Citi Benefits Handbook
The Plan is designed so that your Plan accounts will be distributed to you at retirement or when you leave the Company. However, you may be able to borrow against your Plan accounts while you are working for the Company by taking a loan from the Plan. The basis for granting a loan will be those factors considered by commercial lenders in the business of making similar loans. The Plan Administrator will decide whether to grant the loan based on IRS and Plan rules and its decision will be final. You are required to repay any loan taken from the Plan. When you repay these loans, you repay your account with interest.
The minimum loan amount is $1,000. The maximum is the lesser of:
- 50% of your vested account balances on the date the loan is made or
- $50,000 reduced by the highest outstanding loan balance (if any) in the last 12 months.
The maximum amount available will be determined by considering all of your eligible accounts except for your Money Purchase Plan Account, PAYSOP Account, and QVEC Account, if you have such accounts. Loan amounts will be withdrawn pro-rata across all your investment options at the time you take out your loan.
Any money Citi contributes beginning in 2017 for the 2016 Plan year will not be available for loan purposes (e.g., Company Matching, Fixed, and Transition contributions, plus all earnings). The only money that will be available for loans is the money you contribute to your account and any Company contribution made prior to 2017.

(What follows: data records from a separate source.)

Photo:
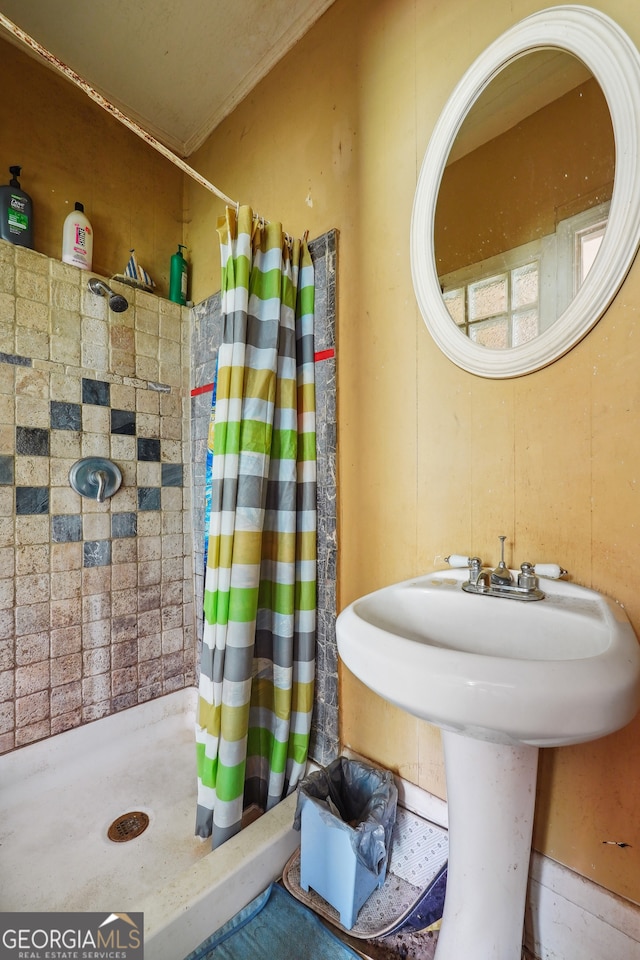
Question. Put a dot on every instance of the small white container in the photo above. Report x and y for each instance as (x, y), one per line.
(77, 239)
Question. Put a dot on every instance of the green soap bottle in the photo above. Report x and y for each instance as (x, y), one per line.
(178, 277)
(16, 212)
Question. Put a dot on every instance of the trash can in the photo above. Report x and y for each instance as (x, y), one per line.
(345, 814)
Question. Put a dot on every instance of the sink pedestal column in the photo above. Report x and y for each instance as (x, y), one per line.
(491, 792)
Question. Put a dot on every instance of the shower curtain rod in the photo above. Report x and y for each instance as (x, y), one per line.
(75, 78)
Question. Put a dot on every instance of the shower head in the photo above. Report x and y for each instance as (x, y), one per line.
(117, 302)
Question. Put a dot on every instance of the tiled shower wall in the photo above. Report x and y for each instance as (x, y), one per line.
(96, 600)
(205, 338)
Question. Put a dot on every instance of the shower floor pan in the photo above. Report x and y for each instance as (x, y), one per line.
(59, 797)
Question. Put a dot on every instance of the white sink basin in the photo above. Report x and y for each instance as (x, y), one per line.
(502, 678)
(550, 672)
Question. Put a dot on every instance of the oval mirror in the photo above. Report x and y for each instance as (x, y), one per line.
(527, 211)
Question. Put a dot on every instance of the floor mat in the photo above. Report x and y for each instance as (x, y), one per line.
(274, 925)
(419, 852)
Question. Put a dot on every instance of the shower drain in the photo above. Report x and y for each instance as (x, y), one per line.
(128, 826)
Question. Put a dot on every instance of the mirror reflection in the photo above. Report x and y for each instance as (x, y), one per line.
(523, 203)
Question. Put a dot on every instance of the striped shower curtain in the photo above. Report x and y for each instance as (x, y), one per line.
(258, 654)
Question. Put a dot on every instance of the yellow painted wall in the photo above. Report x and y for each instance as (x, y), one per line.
(71, 149)
(432, 459)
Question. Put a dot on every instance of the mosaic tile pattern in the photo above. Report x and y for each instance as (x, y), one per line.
(96, 600)
(206, 334)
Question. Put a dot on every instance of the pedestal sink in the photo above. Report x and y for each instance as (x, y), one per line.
(501, 679)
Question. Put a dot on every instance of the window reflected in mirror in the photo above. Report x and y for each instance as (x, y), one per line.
(523, 203)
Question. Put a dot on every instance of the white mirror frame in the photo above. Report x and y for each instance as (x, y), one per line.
(613, 59)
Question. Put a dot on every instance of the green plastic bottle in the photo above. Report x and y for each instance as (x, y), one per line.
(16, 212)
(178, 277)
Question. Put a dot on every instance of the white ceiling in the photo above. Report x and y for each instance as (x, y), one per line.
(176, 67)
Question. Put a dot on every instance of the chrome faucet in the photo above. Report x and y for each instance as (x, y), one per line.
(500, 582)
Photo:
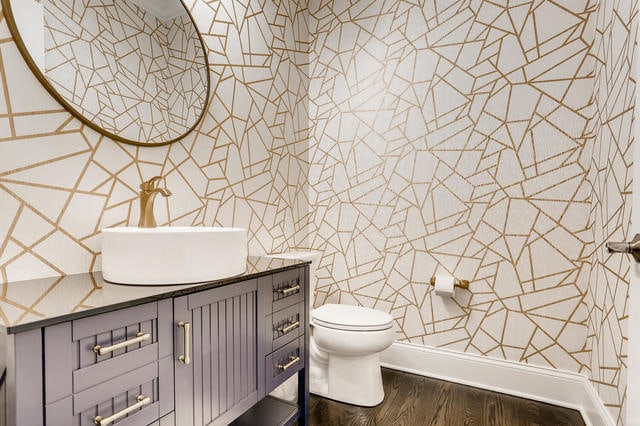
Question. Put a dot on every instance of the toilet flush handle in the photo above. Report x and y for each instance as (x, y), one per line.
(631, 247)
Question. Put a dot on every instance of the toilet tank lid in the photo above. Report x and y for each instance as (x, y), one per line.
(355, 317)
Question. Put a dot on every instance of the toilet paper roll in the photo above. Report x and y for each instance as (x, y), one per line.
(445, 286)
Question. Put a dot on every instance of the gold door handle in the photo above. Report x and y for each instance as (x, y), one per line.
(103, 350)
(294, 360)
(186, 358)
(288, 290)
(288, 328)
(142, 401)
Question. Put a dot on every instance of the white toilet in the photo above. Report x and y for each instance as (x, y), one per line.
(345, 345)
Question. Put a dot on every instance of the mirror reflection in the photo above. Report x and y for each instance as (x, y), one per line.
(134, 70)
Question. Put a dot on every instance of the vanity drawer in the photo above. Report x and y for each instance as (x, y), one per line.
(130, 339)
(133, 398)
(287, 289)
(284, 363)
(284, 325)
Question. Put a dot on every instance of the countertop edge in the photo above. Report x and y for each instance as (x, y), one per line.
(173, 292)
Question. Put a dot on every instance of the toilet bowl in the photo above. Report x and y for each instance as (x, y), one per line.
(345, 344)
(352, 337)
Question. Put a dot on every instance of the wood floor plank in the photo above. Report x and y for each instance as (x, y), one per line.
(412, 400)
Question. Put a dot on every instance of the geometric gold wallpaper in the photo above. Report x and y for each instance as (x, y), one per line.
(611, 176)
(451, 137)
(475, 138)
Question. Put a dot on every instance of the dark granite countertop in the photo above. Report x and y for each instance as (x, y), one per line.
(26, 305)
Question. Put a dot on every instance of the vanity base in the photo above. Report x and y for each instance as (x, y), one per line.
(273, 411)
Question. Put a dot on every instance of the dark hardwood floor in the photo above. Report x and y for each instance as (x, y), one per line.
(415, 400)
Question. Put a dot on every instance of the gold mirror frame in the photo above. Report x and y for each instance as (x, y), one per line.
(15, 32)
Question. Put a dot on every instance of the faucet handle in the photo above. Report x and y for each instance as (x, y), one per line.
(150, 184)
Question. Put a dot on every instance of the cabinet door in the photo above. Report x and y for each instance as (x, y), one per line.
(219, 382)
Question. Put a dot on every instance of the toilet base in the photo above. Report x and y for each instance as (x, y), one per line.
(355, 380)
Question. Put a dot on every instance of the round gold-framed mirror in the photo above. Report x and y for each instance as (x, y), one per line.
(133, 70)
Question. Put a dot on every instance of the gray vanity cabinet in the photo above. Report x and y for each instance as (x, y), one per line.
(107, 363)
(215, 362)
(190, 357)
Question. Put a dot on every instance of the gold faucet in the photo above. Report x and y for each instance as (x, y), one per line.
(148, 192)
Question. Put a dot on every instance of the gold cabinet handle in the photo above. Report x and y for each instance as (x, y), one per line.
(103, 350)
(186, 358)
(294, 360)
(288, 290)
(142, 401)
(288, 328)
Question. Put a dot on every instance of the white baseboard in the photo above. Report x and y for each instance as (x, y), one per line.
(542, 384)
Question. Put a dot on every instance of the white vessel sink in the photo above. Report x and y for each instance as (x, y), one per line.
(172, 255)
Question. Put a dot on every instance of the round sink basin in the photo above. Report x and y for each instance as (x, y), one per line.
(172, 255)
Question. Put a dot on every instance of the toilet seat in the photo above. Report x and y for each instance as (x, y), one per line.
(351, 318)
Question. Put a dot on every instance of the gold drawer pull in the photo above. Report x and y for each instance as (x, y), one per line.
(186, 358)
(103, 350)
(294, 359)
(288, 328)
(286, 291)
(142, 401)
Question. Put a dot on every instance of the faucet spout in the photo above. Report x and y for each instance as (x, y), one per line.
(148, 192)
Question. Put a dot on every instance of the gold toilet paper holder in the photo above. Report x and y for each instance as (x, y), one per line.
(456, 282)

The Plan permits general and residential loans, both of which have a $50 application fee. This fee is non-refundable and will be deducted from your account balance at the time the loan request is processed. This fee will be used to offset the administrative expenses associated with the loan.
- General loans can be repaid over a period of 12 to 60 months.
- Residential loans can be used to purchase your principal residence only and may be repaid over a period of 12 to 240 months. Documentation is required for a residential loan.
You may have two loans outstanding at any time, and only one can be a residential loan. You may not apply for a loan for six months from the date of a hardship withdrawal.
You do not pay income taxes on any money borrowed from the Plan because it is repaid into your Plan account. The interest portion of your payments is not tax-deductible. You may wish to consult a tax adviser before borrowing from the Plan.
You can request a loan by calling the Citi Benefits Center or visiting the Plan's website as instructed under "How to Contact the Plan."